Ezra Klein authored this book, and he hosts my favourite podcast, The Ezra Klein Show, in which he regularly discussed the ideas that appear in this book. A surprising amount of his podcast guests actually feature in the book, even those you’d think have little to do with USA politics.

The book is competently written and thoroughly researched. You certainly get the impression Klein has done his homework and knows his shit. I think his structural polarization theory outlined in the book is very strong. It’s already been validated multiple times during the Trump presidency, and I think it will continue to be one of the most important political ideas in the coming decade, as polarization is getting even worse.

At times, he weakens his thesis’ persuasiveness by avoiding arguments that aren’t predominantly referencing to sociological or political science research. Klein gives the impression that he’d have no confidence in his ideas if he couldn’t find some usable study saying that X % of participants exbihited Y treatment response. It’s possible to reduce the pop-sci argumentation and instead rely on the explanatory power of his theories, similar to what Herman & Chomsky did in Manufacturing Consent.
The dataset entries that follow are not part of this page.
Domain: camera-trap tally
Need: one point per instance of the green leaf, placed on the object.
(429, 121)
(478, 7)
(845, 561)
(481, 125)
The other major weaknesses in the book is that Klein does not have strong ideas about how corporate capitalist structures in media contribute to polarization. He definitely gestures at this problem, but it’s a much bigger problem than the book gives credit. He’s also quite light on anti-Capitalist analysis generally, for example the idea of the “wealthy ruling class stoking racial division to divide the working class” is given relatively short shrift in the book, though evidence abounds that this is the biggest contributor to polarization in the USA (see Dark Money, The New Jim Crow, A People’s History of the United States).